One technique that may be worth investigating is assuming that $f$ is regular enough, and expressing it as a power series $f(t) = \sum_{k \geq 0} a_k t^k$. $$ \begin{align*} -t f'(t) + (1+rt)f(t) - f(t/2) & = -t \sum_{k\geq 0}(k+1)a_{k+1}t^k + \sum_{k \geq 0} a_k t^k + r\sum_{k \geq 0} a_k t^{k+1} - \sum_{k\geq 0}a_k 2^{-k} t^k\\ & = - \sum_{k\geq 1} k a_{k}t^{k} + \sum_{k \geq 1} a_k t^k + a_0 + r\sum_{k \geq 1} a_{k-1} t^{k} - \sum_{k\geq 1}a_k 2^{-k} t^k - a_0\\ & = \sum_{k \geq 1} (-ka_k + a_k + ra_{k-1} - 2^{-k}a_k)t^k \\ & = \sum_{k \geq 1} \left((1-k - 2^{-k})a_k + ra_{k-1} \right)t^k \\ \end{align*} $$ we want this to be zero so all the coefficients must vanish i.e. $a_k$ satisfies the recurrence $$ a_k = a_{k-1} \frac{r}{2^{-k} + k - 1} $$ But then we see that $a_1 = a_0 \times 2r = 0$ since $a_0 = f(0) = 0$. An immediate induction then concludes that $f(t)$ is identically zero. From there it would seem that there is no (series) solution to the problem as stated.

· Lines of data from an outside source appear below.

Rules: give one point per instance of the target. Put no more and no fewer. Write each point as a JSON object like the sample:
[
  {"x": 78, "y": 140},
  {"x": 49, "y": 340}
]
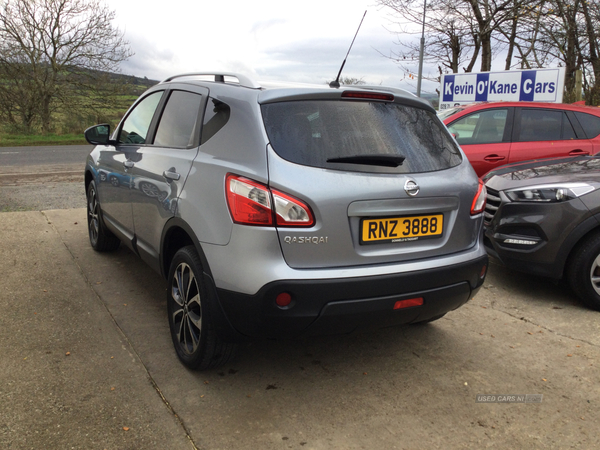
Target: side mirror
[{"x": 98, "y": 134}]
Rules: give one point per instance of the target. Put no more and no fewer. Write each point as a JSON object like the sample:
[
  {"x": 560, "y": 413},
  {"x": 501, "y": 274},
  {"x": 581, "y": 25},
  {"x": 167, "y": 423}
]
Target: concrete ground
[{"x": 87, "y": 362}]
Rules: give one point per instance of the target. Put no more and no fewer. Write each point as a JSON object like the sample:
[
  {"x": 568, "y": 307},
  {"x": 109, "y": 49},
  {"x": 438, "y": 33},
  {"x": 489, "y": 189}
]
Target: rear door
[
  {"x": 484, "y": 136},
  {"x": 385, "y": 182},
  {"x": 545, "y": 133},
  {"x": 160, "y": 170},
  {"x": 115, "y": 164}
]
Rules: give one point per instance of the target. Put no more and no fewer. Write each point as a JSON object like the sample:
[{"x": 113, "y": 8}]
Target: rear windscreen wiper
[{"x": 371, "y": 160}]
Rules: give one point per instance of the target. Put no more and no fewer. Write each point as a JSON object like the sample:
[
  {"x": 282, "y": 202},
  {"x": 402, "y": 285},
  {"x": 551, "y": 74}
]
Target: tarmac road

If however we have $a_0 = f(0) \neq 0$ then the recurrence can be worked out, with $$ a_k = a_0 \frac{r^{k}}{(k-1)!} \prod_{\ell = 1}^{k} \left( 1 + \frac{1}{2^{\ell+1}\ell} \right)^{-1} $$ (hopefully I didn't make a mistake). The product on the right is certainly unwieldy and I don't know of a better expression for it, but it clearly is convergent as $k \to \infty$ so as a rough approximation I would replace it by some crude constant $\kappa$. Hence, $$ a_k \approx a_0 \kappa \frac{r^k}{(k-1)!} $$ which gives an approximate solution of $f(t) \approx a_0 \kappa r t e^{rt}$. Imposing $f(t_1) = s$ we get $a_0 = s/(\kappa r t_1 e^{rt_1})$. This is not entirely consistent and there is some handwaving, but maybe that's a step in some direction.